Fieles ganados por sus creencias llegan al cerro Intiorko pese a prohibición

Devotos encienden velas en señal de su fe, son los comerciantes quienes distorsionan el sentido real
Fieles ganados por sus creencias llegan al cerro Intiorko pese a prohibición

Fieles ganados por sus creencias llegan al cerro Intiorko pese a prohibición

30 de Marzo del 2018 - 11:01 » Textos: Redacción Tacna » Fotos: Correo

Pese a la prohibición de actos religiosos en la cima del cerro Intiorko ordenada por la Diócesis de Tacna y Moquegua, son miles las personas que desde ayer empezaron a llegar para expresar su devoción a la cruz, encender velas y orar por el bienestar de sus familiares.

Para el expresidente de la Asociación de Devotos de la Hermandad de la Santísima Cruz del Cerro Intiorko, Víctor Ninaja Ale, la fe y el amor a Dios está por encima de cualquier ley que puedan imponer los seres humanos. Es por eso que llega masivamente cada año en Semana Santa.

Contó que la asociación de devotos está tratando de recuperar la solemnidad que había hace décadas antes que se aglomeraran los juegos mecánicos y algunos peregrinos se excedieran con el alcohol.

RECUERDO. Recordó que en tiempos del obispo Hugo Garaycoa Hawkins se oficiaba una misa a las 23:00 horas en el Jueves Santo en la cual participaban representantes de las parroquias de Nuestra Señora de Fátima, Virgen de Copacababana, Espíritu Santo y Ciudad Nueva.

Así también los tacneños caminaban desde sus casas en diferentes puntos de la ciudad y subían al cerro Intiorko en un verdadero peregrinaje de esfuerzo y sacrificio.
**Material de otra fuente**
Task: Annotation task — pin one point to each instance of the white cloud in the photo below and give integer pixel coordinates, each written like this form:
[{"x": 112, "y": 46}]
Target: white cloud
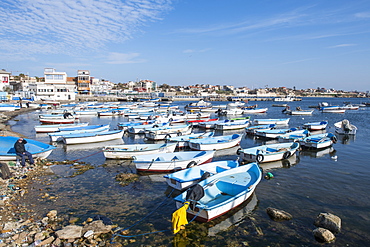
[
  {"x": 122, "y": 58},
  {"x": 69, "y": 26}
]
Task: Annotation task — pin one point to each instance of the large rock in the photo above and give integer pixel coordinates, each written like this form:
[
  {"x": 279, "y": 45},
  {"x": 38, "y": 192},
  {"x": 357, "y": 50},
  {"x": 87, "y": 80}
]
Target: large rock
[
  {"x": 323, "y": 235},
  {"x": 329, "y": 221},
  {"x": 70, "y": 232},
  {"x": 278, "y": 215}
]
Ya luego se instaló el paradero en la “Salida a Tarata” con minibuses y colectivos, que traían a todo tipo de personas.

La presencia de comerciantes en los alrededores de la Capilla y jóvenes que solo subían para divertirse, hizo que el obispo Marco Cortez Lara retirara la categoría de hermandad a dicho grupo, prohibiera a sus sacerdotes oficiar misas allí y exhortara a los católicos a no subir al Intiorko.
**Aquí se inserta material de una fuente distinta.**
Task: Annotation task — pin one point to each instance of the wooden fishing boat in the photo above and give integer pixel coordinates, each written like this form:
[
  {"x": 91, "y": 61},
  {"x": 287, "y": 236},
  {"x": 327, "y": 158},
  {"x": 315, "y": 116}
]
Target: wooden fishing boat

Ninaja Ale contó que ahora han expulsado a los negocios de juegos mecánicos y comerciantes a una zona mucho más alejada. En los alrededores solo se permite la venta de artículos religiosos tan igual como la Diócesis permite al costado de la catedral.

Para hoy se espera unas 20 mil personas en el Intiorko las cuales hacen una cola larguísima para ingresar a la capilla y encomendarse a Cristo.